I’ve asked some friends with either their own birthday or their child’s birthday close to Christmas or a holiday how they handle it. Or how they would NOT recommend handling it. Here is a summarized list of ideas, and we would all be interested in hearing yours, too:
The Gifts
- If it’s a Christmas/Hannukah/Kwanzaa/other holiday where gifts are given, consider using a clever methodology for the holiday gifts (3 gift approach; 5 gift approach) and then separate gifts for the birthday.
- Wrap the birthday presents in non-holiday gift wrap.
- Do you not place the birthday presents under the Christmas tree or give them during a holiday activity.
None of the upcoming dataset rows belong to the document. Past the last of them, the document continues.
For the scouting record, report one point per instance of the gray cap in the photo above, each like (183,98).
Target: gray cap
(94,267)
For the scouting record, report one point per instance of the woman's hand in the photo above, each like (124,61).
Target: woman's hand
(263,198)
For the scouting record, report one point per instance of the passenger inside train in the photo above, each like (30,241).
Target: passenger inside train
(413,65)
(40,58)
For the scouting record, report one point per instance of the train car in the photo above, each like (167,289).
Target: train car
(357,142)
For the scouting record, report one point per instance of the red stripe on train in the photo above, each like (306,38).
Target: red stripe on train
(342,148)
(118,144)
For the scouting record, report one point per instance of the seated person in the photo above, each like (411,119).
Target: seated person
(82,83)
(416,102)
- Steer clear of a “Happy Everything” gift.
The Celebration
- Try to avoid a combination holiday/birthday party (unless the child is really young/unaware).
- Consider celebrating in a room/location that is not decorated for the holiday, or embellish the space with birthday decorations to make the purpose obvious.
- If the birthday falls on a date or time period when guests wouldn’t be available for a party, celebrate on the actual birthday with your immediate family/household, and then schedule the friends/extended family party for an earlier/later date.
- I keep seeing half birthdays being celebrated. This could be a way of handling a holiday birthday by giving the child a little boost six months after their birthday. (In my kid’s case, that would be right around the fourth of July, which would also be tough for coordinating a party – woe is me.)
- For classroom parties, check into the school’s policy and see if you can bring treats before or after break if your child’s birthday falls over Thanksgiving, Christmas, Easter/Spring, or summer break.
- Try to keep it simple. This will 1) set the precedent for what your child can expect for their birthday, and 2) will help your mental state.
I realize that these ideas aren’t a one-size-fits-all approach to how to handle holiday birthdays. The approach will likely change over the years as the child matures, and preferences and/or circumstances change. Humans will be humans, too, and our children will feel their feelings regardless of our concessions and adaptations. As the grown-ups, it’s our job to expect some backlash and disappointment that their birthday isn’t typical.
While the timing of my daughter’s birthday is not problematic right now since she is still so young, there will come a time when we’ll have to more carefully consider how to celebrate it and when. I hope we succeed in doing it in a way that brings her joy and us peace!